There is no question that there is always something to be grateful for, and many of us obsess over problems that might be considered ‘trifles.’ Understanding where we might be getting wrapped/worked up in issues that really aren’t that big of a deal can subconsciously push us into a guilt-gratitude complex. As in, knowing you are obsessing superficially, and then throwing a bandaid of gratitude on top to balance it out.

But again, underneath it all are often deeper issues or real problems to be dealt with such as unhappiness in a marriage, job, or other relationship. Unresolved trauma. Health problems related to lifestyle decisions such as diet, lack of exercise, and taking proactive steps to be healthy. Inauthentic gratitude does not solve these problems.

There is a way out of this maze.

1. It starts will making some space, and stopping excuses. Including gratitude.

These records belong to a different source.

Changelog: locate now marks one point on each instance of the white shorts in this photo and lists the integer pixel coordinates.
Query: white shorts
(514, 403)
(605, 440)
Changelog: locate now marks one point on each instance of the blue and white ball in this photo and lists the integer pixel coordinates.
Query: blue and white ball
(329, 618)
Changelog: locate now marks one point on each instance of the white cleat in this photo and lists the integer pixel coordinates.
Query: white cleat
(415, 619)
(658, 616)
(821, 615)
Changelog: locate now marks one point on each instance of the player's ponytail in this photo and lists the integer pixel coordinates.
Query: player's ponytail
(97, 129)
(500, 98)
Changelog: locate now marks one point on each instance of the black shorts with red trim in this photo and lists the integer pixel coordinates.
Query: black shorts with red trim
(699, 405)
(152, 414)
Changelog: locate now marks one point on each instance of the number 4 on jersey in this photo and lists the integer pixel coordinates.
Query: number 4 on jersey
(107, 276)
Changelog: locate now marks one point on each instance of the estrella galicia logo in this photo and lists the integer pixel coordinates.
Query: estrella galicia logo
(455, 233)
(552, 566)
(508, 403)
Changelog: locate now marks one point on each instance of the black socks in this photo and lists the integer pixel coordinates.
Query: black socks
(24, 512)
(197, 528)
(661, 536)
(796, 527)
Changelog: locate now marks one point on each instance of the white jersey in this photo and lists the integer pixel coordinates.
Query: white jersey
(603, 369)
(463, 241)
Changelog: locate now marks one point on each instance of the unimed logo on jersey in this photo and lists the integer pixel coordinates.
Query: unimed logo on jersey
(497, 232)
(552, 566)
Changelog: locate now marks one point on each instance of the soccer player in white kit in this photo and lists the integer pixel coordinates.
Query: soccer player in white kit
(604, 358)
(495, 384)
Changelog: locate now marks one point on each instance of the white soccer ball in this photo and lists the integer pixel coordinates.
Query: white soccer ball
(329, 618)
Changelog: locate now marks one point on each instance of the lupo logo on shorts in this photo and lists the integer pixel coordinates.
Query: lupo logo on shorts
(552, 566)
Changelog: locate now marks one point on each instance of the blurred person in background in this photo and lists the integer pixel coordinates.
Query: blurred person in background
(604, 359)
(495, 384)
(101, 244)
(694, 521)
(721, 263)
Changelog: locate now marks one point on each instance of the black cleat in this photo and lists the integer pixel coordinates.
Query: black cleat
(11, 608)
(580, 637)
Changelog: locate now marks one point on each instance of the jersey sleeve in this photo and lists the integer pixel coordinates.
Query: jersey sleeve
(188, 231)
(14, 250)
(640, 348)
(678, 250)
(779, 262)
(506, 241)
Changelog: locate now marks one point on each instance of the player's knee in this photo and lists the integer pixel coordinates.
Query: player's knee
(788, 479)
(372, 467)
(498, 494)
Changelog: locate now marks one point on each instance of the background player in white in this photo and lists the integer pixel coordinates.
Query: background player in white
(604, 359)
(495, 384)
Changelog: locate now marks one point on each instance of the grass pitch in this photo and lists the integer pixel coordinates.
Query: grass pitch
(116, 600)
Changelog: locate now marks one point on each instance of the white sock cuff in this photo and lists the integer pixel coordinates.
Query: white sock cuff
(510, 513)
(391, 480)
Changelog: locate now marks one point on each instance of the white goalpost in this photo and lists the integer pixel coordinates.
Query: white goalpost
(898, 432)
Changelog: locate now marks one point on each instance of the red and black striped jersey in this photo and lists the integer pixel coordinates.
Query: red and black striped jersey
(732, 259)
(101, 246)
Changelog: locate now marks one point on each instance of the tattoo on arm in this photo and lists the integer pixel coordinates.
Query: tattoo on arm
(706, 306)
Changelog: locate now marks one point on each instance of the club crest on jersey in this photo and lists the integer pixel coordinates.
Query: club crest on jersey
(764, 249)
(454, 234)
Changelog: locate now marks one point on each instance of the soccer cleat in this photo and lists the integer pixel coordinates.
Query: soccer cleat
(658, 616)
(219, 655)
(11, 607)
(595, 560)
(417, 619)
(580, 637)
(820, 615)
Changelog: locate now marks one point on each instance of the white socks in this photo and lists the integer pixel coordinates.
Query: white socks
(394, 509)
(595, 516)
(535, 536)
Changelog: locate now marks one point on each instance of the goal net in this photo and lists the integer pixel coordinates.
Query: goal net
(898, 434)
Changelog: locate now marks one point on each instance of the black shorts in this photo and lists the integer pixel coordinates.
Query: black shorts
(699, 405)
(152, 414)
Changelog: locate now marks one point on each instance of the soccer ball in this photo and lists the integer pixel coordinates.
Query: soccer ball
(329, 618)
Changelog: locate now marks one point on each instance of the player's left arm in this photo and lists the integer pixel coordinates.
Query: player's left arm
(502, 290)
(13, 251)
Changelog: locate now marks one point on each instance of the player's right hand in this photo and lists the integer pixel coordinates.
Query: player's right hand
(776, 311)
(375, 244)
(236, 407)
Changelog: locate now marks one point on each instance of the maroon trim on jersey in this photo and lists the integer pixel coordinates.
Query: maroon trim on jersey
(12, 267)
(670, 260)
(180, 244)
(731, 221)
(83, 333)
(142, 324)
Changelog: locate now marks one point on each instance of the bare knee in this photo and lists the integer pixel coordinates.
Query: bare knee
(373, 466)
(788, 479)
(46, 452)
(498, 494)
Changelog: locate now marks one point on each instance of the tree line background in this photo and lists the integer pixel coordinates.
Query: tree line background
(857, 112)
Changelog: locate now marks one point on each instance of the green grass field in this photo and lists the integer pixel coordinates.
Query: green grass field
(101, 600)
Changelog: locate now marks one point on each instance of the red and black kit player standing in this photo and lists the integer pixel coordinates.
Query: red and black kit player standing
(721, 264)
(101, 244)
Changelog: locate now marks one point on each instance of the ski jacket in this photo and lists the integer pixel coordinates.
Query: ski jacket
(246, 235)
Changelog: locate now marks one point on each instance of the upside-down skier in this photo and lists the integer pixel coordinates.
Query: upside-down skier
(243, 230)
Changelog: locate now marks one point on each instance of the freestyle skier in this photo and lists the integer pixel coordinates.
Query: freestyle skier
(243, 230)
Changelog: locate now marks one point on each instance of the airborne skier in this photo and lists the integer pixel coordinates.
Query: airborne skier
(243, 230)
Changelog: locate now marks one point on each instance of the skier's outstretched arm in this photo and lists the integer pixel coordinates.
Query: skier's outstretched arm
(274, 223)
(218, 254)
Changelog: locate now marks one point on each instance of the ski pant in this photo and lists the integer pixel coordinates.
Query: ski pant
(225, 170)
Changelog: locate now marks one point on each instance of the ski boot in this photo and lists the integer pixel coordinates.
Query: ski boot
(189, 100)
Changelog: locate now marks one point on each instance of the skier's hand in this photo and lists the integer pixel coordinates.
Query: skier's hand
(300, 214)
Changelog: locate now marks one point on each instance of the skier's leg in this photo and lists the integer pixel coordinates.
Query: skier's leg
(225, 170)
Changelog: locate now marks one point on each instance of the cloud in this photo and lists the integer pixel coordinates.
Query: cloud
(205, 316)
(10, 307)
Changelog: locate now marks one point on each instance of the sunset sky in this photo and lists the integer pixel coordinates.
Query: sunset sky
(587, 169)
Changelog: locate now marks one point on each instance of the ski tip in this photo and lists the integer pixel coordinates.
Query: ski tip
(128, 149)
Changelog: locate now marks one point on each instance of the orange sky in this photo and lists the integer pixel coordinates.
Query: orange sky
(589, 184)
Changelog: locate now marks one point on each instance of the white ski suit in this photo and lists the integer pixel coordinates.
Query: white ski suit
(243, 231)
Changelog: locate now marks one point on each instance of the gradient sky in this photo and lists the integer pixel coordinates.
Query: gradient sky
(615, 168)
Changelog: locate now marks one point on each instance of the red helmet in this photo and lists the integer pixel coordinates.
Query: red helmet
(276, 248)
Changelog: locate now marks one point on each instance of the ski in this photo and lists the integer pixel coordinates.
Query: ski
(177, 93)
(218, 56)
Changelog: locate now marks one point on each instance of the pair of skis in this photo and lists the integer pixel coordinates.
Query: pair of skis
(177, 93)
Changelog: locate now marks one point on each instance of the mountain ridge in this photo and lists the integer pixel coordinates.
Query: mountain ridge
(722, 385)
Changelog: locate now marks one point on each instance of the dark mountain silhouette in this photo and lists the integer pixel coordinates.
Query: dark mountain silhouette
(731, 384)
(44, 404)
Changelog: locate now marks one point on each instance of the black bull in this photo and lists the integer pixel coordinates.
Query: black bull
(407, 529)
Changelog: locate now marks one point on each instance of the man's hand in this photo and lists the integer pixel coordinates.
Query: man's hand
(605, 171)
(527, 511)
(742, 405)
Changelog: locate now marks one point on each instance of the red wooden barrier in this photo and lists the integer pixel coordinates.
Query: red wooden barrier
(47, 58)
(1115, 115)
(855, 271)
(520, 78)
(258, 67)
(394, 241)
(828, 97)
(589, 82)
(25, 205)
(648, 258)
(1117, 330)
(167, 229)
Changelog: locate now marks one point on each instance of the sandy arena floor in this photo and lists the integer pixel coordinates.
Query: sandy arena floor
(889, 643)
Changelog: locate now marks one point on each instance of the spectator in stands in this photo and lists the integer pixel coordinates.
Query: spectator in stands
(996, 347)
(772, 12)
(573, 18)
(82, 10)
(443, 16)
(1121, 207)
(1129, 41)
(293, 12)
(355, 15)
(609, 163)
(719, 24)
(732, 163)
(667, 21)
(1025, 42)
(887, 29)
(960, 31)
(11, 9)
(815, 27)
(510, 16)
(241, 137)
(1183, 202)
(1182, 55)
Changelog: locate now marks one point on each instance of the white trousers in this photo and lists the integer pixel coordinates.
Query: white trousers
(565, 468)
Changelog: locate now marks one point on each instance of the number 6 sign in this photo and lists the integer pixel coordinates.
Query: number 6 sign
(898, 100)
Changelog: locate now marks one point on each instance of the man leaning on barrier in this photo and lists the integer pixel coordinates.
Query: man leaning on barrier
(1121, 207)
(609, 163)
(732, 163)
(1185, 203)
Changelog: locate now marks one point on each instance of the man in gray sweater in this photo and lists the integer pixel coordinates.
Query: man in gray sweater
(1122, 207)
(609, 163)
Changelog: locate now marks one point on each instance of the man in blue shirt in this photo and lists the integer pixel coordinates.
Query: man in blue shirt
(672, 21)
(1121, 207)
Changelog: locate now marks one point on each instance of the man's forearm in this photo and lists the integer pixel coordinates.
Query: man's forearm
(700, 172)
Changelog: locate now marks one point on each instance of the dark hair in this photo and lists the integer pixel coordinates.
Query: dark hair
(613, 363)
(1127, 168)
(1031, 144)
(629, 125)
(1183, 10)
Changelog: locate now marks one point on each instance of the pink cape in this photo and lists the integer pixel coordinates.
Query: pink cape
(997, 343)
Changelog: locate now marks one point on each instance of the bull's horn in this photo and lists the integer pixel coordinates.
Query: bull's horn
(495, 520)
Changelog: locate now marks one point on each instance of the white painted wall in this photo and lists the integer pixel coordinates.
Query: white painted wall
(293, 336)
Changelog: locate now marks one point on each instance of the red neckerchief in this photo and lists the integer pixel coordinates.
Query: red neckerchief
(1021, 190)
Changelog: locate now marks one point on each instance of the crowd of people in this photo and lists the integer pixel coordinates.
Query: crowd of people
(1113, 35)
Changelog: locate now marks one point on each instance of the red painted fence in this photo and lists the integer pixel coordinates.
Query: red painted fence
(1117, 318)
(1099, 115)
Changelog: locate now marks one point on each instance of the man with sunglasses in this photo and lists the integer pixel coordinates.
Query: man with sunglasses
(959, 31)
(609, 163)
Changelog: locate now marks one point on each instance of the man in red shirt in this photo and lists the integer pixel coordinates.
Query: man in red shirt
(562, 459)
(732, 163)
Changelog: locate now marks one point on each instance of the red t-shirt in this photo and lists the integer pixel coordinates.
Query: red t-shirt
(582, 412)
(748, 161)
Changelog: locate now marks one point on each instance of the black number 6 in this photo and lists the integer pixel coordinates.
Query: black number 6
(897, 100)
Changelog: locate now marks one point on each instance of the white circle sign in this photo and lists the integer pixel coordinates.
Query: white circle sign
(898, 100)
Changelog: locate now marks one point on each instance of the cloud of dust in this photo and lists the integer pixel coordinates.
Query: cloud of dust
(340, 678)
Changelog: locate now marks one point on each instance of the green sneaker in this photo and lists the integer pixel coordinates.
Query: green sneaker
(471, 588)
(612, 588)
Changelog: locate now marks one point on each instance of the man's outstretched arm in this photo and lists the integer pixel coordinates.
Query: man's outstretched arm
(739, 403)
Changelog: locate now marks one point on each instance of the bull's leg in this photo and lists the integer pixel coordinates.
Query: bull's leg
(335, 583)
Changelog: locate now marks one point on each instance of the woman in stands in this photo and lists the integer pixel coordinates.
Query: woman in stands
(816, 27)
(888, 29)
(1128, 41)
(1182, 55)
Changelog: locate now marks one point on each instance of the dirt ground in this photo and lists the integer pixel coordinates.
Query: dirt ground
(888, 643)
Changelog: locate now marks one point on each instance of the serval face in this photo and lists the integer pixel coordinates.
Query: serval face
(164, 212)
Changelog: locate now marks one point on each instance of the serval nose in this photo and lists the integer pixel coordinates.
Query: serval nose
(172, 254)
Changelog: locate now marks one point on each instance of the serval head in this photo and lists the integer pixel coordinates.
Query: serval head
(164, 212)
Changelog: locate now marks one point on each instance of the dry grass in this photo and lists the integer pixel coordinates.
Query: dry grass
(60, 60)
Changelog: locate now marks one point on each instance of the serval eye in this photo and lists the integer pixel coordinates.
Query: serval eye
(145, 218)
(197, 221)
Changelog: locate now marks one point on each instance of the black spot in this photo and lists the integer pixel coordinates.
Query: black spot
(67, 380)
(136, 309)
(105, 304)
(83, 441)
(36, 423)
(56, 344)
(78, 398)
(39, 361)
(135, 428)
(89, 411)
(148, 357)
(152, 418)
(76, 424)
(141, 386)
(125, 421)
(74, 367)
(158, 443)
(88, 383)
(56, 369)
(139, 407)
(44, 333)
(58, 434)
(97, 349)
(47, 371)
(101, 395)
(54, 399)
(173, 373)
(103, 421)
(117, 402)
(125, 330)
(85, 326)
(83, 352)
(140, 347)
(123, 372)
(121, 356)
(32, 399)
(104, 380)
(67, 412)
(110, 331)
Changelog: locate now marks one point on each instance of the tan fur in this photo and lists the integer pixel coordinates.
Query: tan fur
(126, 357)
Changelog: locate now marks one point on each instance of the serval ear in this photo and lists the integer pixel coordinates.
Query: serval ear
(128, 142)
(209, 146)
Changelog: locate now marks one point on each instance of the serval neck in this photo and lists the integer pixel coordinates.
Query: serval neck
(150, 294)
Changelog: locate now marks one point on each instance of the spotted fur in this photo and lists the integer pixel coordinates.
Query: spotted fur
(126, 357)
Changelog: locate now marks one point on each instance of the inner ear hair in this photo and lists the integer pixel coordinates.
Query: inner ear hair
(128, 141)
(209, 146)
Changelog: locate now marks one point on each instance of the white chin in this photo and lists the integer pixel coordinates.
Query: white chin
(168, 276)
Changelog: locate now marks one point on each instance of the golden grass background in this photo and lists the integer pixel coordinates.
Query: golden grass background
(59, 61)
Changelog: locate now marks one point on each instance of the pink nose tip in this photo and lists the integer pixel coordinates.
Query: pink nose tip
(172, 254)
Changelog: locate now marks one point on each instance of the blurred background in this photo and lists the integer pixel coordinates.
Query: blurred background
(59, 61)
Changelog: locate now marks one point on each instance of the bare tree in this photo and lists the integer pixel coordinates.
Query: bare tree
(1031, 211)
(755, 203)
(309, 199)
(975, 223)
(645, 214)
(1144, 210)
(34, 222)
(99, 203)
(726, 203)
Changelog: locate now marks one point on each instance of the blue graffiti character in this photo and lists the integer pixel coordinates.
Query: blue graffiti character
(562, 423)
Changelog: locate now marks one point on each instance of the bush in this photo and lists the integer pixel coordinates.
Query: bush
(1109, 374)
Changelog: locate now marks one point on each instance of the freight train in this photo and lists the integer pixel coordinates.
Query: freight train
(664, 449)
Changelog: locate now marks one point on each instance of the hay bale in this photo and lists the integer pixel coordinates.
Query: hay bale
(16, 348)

Finding time to get quiet, simplify your life, find alone time- you can’t figure out what’s really going on unless you give it the space to reveal itself.

2. Start a *true* gratitude practice. It can be a journal where you take a moment to get centered and write down one thing a day you are grateful for. Or, say a simple grace at dinner. The key is to, again, create the space, and allow an authentic feeling of gratitude to bubble up rather than just saying it off the cuff. Gratitude is not blasé. It’s powerful. It should be treated as such.

3. Acknowledge that you can both be grateful for what you have *and* that you deserve all that you desire. It is OK to want more/different/better/smaller… it is creating discomfort in you for a reason. Find out why, then do something about it.

4. According to Brene Brown, people who live whole-heartedly take risks. They allow themselves to be vulnerable. They put themselves out there. I think living whole-heartedly is living from a place of true gratitude. When we have deep gratitude for this life, we take chances, we speak our minds, we make changes because… we are alive. And we are grateful for it.

5. Thanks-giving. It’s an action. Turn your gratitude into works of service and helping others.

I’d love to hear about *your* gratitude practice, and maybe how it shows up in your life.